なぜ俳句を詠むのかⅠ◆人としての光
2020年 06月 02日
『初鴉』には虚子と素十の二つの序文がある。なぜか。素十は自序だけのつもりであったが、菁柿堂主人(豊島区西巣鴨)が独断で虚子に依頼したから。つまり、素十は出版されるまで、虚子先生の序文があることを知らなかった。(松井利彦編『俳句辞典 近代』昭52、桜楓社)
そもそも素十は個人句集が嫌いで、出版は菁柿堂の熱心な勧めに節を折った結果である。よって、自分の句集なのに編集の一切は出版社任せ。その結果、四季分類の誤りや、誤字や句の重複まである。そんな姿勢だから、仮に虚子への序文依頼を事前に知っていたら、出版を拒んだかもしれない。このように、素十は世間の俳人の嗜好や常識から外れていた。
虚子によれば、素十はよほど以前に句集が出ていてよい人物だった。しかし、良い句を作りたい一心で、文学のそれ以外の側面に関心はないから、句集がなかった。
虚子によれば、まるで磁石が鉄を吸うように、自然が素十の胸に飛び込んでくるという。素十はそれを明快に切りとるから、ことばを飾る必要はなく、それでいて味わい深い。句に光があるとはこれで、人としての光であるという。素十に似た俳人に、『猿蓑』を編んだ凡兆がいるが、人としての光という点で、素十に及ばない。

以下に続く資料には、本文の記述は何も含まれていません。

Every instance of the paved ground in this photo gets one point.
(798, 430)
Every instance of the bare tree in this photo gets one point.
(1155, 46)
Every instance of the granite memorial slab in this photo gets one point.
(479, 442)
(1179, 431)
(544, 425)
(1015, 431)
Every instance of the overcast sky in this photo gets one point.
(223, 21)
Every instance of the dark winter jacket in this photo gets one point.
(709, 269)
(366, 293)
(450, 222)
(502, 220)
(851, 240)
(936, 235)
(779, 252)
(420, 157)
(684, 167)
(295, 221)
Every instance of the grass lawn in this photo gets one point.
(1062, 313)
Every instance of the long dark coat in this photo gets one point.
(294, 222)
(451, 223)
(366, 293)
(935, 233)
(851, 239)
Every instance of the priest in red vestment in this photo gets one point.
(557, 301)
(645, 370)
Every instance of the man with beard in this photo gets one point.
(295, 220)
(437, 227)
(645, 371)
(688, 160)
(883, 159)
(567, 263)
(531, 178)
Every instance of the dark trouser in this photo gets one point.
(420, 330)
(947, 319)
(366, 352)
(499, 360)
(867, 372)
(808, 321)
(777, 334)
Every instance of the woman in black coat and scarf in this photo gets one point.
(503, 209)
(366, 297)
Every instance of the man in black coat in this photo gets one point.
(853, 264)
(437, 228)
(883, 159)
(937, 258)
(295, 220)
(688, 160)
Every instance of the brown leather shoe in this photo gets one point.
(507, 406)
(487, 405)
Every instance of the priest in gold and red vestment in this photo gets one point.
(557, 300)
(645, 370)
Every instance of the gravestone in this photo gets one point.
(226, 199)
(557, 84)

虚子によれば、この光というものを説明することはむずかしく、素十本人もわからないかも知れないが、その人と、その技巧から来ているという。つまり、俳句は人間の出来不出来によるが、それには技巧が大いに関係しているというのだ。
これは俳句が修養の世界であるというのに等しい。修養は人格や技能をみがき、きたえることである。その具体的な回答は、虚子の序文を知らないはずの素十の序文に、まるで符節を合わせたかのように見える。師弟とはこのようなものか。以下がその全文である。要するに、自己表現とはすぐれたものを真似て、そこに自分を隠すという修養の積み重ねであった。古来、学ぶは真似るだという。模倣ということについて、考え直す機会にしたい。
私はたゞ虚子先生の教ふるところのみに従つて句を作つてきた。工夫を凝らすといつても、それは如何にして写生に忠実になり得るかといふことだけの工夫であつた。
従つて私の句はすべて大なり小なり虚子先生の句の模倣であると思つてゐる。
甘草の芽のとびとびの一ならび
といふやうな句も
一つ根に離れ浮く葉や春の水
といふ虚子先生の句がなかつたなれば、決して生れて来なかったらうと思つてゐる。